Che cos’è la miosite ossificante?

La miosite ossificante (M.O.) è una condizione in cui si sviluppa una formazione fibrosa ossea e cartilaginea, di natura non neoplastica, all’interno di un tessuto molle, in questo caso muscolare. 

La miosite si può dividere in quattro categorie.

  1. M.O. circoscritta (M.O.C.), una forma localizzata, sia traumatica che non traumatica, che più di frequente riguarda i muscoli flessori dell’avambraccio, il quadricipite, l’adduttore della gamba, ma può anche riguardare anche, spalle e gomiti. La massa calcificata comincia a svilupparsi fin dalla terza-quarta settimana post-lesione.
  2. M.O. associata a disordini neurologici o danno al midollo spinale.
  3. M.O. pseudomaligna.
  4. Fibroplasia Ossificante Progressiva, una rara malattia genetica caratterizzata da ossificazione eterotopica progressiva in diversi siti periarticolari.

Quali sono le cause?

Le cause di questa tipologia di miosite ossificante sono ancora sconosciute. Si ipotizza che in seguito ad operazioni chirurgiche, traumi, scottature e danni nervosi, le cellule mesenchimali possano ritornare multipotenti inducendo i fibroblasti a trasformarsi in osteoblasti. Inoltre è comune nei giovani individui maschi in rapida crescita e fisicamente attivi.
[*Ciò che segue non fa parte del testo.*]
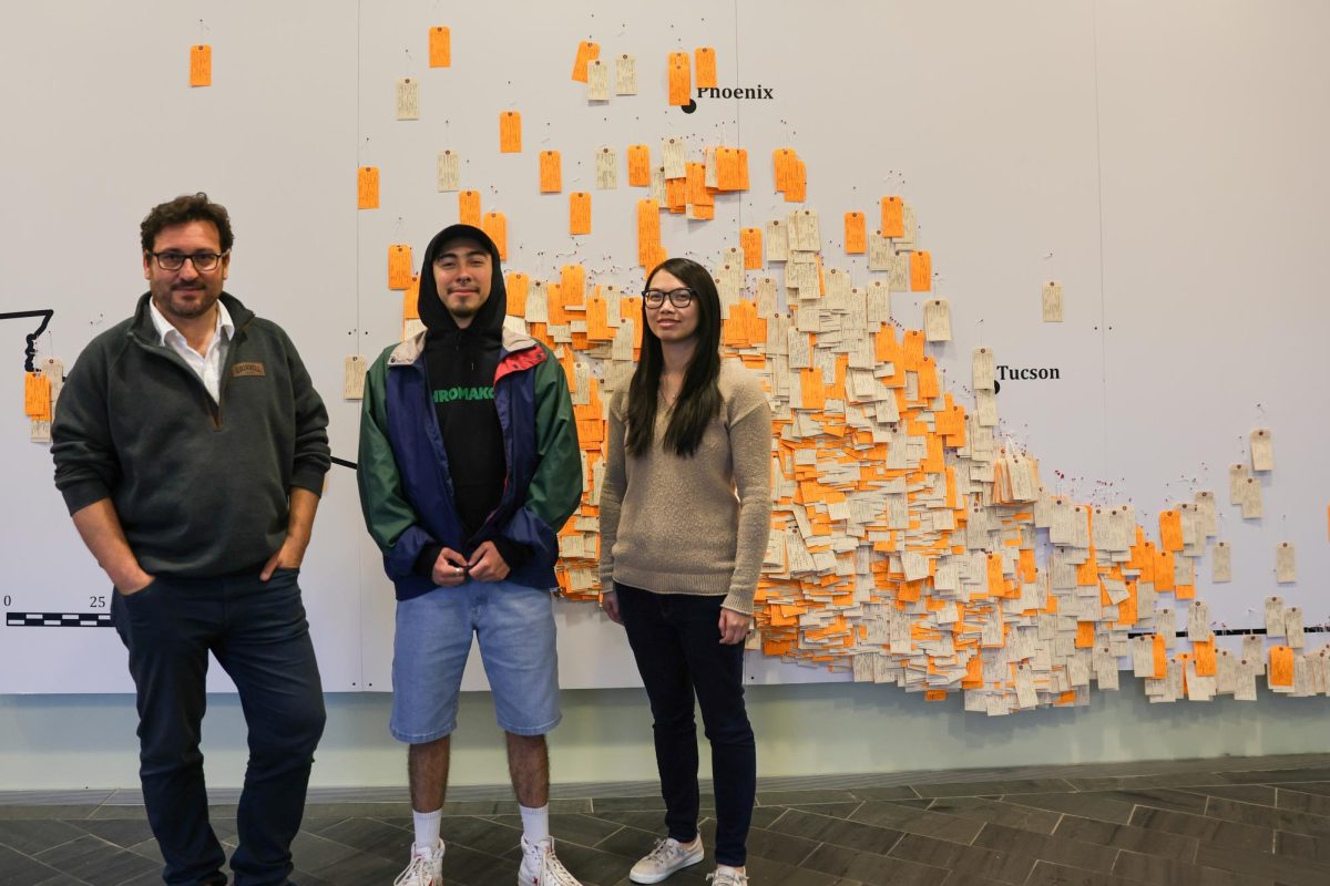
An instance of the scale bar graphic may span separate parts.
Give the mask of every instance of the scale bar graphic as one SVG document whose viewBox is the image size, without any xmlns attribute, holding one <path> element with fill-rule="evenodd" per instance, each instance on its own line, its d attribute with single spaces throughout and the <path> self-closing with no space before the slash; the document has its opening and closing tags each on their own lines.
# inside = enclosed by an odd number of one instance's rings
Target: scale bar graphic
<svg viewBox="0 0 1330 886">
<path fill-rule="evenodd" d="M 110 612 L 5 612 L 5 627 L 112 627 Z"/>
</svg>

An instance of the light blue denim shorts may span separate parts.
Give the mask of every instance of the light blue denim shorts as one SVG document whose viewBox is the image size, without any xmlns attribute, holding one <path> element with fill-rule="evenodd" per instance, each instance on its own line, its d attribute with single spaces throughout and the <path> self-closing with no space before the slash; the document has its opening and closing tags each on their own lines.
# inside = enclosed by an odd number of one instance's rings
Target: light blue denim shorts
<svg viewBox="0 0 1330 886">
<path fill-rule="evenodd" d="M 499 728 L 545 735 L 559 712 L 559 651 L 549 591 L 512 582 L 467 580 L 398 600 L 392 644 L 392 737 L 424 744 L 458 727 L 458 693 L 480 643 Z"/>
</svg>

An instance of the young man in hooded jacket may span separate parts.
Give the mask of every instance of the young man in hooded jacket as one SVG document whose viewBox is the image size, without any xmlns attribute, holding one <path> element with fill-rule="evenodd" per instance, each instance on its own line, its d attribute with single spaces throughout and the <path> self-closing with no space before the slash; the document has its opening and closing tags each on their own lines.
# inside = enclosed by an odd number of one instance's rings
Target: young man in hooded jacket
<svg viewBox="0 0 1330 886">
<path fill-rule="evenodd" d="M 398 598 L 391 729 L 410 744 L 415 843 L 396 882 L 442 882 L 450 735 L 475 635 L 521 809 L 517 882 L 576 886 L 549 837 L 545 745 L 560 720 L 557 533 L 583 487 L 568 381 L 504 325 L 499 250 L 475 227 L 430 242 L 419 310 L 426 331 L 370 368 L 358 472 Z"/>
</svg>

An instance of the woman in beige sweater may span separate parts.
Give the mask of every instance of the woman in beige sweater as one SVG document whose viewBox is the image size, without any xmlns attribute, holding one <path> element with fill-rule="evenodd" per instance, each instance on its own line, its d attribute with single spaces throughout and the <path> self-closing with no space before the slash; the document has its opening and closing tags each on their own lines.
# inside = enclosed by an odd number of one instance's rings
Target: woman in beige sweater
<svg viewBox="0 0 1330 886">
<path fill-rule="evenodd" d="M 609 406 L 600 580 L 650 700 L 669 834 L 629 879 L 656 883 L 702 859 L 696 693 L 716 790 L 709 879 L 745 886 L 757 751 L 743 639 L 771 521 L 771 410 L 754 373 L 721 363 L 721 302 L 706 268 L 660 264 L 642 319 L 641 361 Z"/>
</svg>

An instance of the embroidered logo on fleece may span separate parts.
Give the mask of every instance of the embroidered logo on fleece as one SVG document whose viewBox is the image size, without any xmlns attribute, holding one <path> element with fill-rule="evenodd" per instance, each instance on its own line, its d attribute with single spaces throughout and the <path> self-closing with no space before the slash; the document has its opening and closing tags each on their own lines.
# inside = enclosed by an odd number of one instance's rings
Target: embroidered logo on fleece
<svg viewBox="0 0 1330 886">
<path fill-rule="evenodd" d="M 493 387 L 458 387 L 458 388 L 439 388 L 434 392 L 435 402 L 454 402 L 455 400 L 493 400 L 495 389 Z"/>
</svg>

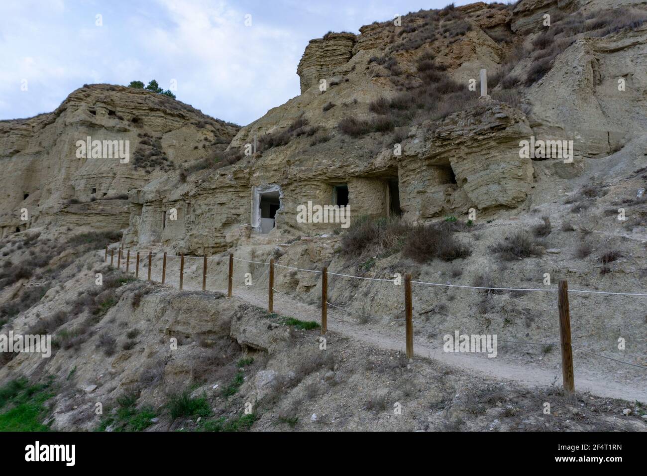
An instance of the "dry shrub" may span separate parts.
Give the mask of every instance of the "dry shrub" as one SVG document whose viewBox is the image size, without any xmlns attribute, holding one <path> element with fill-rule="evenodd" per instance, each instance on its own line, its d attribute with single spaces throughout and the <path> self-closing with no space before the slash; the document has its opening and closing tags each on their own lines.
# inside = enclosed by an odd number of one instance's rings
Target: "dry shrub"
<svg viewBox="0 0 647 476">
<path fill-rule="evenodd" d="M 575 256 L 582 260 L 586 258 L 593 251 L 593 247 L 589 243 L 580 243 L 575 250 Z"/>
<path fill-rule="evenodd" d="M 608 251 L 605 251 L 600 255 L 600 262 L 602 264 L 608 264 L 609 263 L 615 261 L 619 258 L 622 257 L 622 254 L 617 250 L 609 250 Z"/>
<path fill-rule="evenodd" d="M 544 215 L 542 217 L 542 223 L 532 229 L 532 232 L 535 236 L 547 236 L 553 231 L 553 226 L 551 225 L 551 217 Z"/>
<path fill-rule="evenodd" d="M 102 349 L 106 357 L 115 355 L 116 350 L 117 340 L 107 332 L 104 331 L 99 334 L 96 348 Z"/>
<path fill-rule="evenodd" d="M 444 261 L 467 258 L 472 251 L 454 236 L 455 229 L 445 222 L 417 225 L 407 235 L 402 254 L 418 262 L 434 258 Z"/>
<path fill-rule="evenodd" d="M 402 248 L 408 226 L 399 219 L 373 220 L 362 217 L 355 220 L 342 238 L 347 255 L 390 255 Z"/>
<path fill-rule="evenodd" d="M 519 230 L 492 246 L 490 250 L 499 253 L 503 259 L 511 261 L 540 254 L 540 245 L 527 231 Z"/>
</svg>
Si pensa che l’assunzione di antinfiammatori non steroidei a basso dosaggio in seguito ad un trauma o ad un’operazione chirurgica, possa prevenire questa malattia.

Quali sono i sintomi?

La miosite ossificante è una metaplasia del tessuto connettivo intramuscolare e può essere:

  • Periferica, quando si ha su un osso lamellare maturo.
  • Regionale, se intermedia all’osteoide.
  • Immatura, quando non ci sono fibroblasti.
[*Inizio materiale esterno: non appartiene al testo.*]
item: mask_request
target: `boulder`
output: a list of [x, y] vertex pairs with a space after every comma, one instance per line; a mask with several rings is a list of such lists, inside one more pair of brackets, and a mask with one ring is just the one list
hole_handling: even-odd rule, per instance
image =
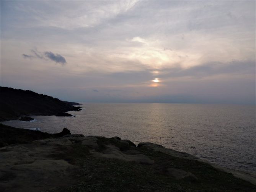
[[21, 117], [20, 118], [20, 120], [22, 121], [31, 121], [34, 120], [34, 119], [30, 117]]
[[71, 134], [71, 133], [70, 133], [70, 131], [66, 128], [65, 127], [63, 128], [62, 131], [58, 133], [54, 134], [53, 136], [54, 137], [63, 137], [64, 136], [66, 135]]

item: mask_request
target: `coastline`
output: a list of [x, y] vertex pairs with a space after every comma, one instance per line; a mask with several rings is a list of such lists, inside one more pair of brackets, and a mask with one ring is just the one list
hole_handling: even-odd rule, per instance
[[[253, 174], [152, 143], [136, 145], [118, 137], [77, 134], [42, 139], [0, 148], [2, 191], [22, 191], [26, 187], [33, 191], [111, 191], [121, 187], [127, 191], [256, 189]], [[21, 175], [29, 179], [24, 181]]]

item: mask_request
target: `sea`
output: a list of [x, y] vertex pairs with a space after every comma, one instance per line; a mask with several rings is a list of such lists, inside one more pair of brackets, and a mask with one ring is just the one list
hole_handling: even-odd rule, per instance
[[73, 117], [31, 116], [3, 122], [56, 133], [118, 136], [150, 142], [220, 166], [256, 173], [255, 106], [167, 103], [86, 103]]

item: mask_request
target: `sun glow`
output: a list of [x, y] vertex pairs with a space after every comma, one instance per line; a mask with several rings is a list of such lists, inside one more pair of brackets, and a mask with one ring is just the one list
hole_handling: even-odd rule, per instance
[[160, 81], [158, 79], [158, 78], [155, 78], [155, 80], [152, 80], [152, 81], [155, 83], [159, 83], [160, 82]]

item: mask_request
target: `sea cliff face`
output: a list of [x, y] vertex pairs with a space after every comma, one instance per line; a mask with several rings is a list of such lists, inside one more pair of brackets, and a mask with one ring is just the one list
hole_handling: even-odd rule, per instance
[[187, 153], [118, 137], [68, 134], [7, 146], [0, 156], [3, 192], [256, 190], [252, 174], [228, 173]]
[[80, 107], [73, 104], [79, 104], [31, 91], [0, 87], [0, 121], [17, 119], [21, 116], [61, 115], [63, 111], [79, 111]]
Tra i sintomi, si riscontrano: 

  • Presenza di una massa solida
  • Gonfiore
  • Dolore
  • Diminuzione della capacità di movimento
  • Rigidità

Come si diagnostica?

La diagnosi precoce viene eseguita tramite:

  • Verifica dei livelli di fosfatasi alcalina nel sangue (test non specifico).
  • Valutazione radiologica. Si può apprezzare un fenomeno zonale, in cui si distinguono un’area trasparente nel centro della lesione, che indica la formazione di osso immaturo, e da una densa zona di ossificazione matura alla periferia.
  • TAC. Questa è l’indagine più sensibile e più utile per fornire informazioni addizionali.
  • Biopsia ossea. Per distinguerla da altre patologie.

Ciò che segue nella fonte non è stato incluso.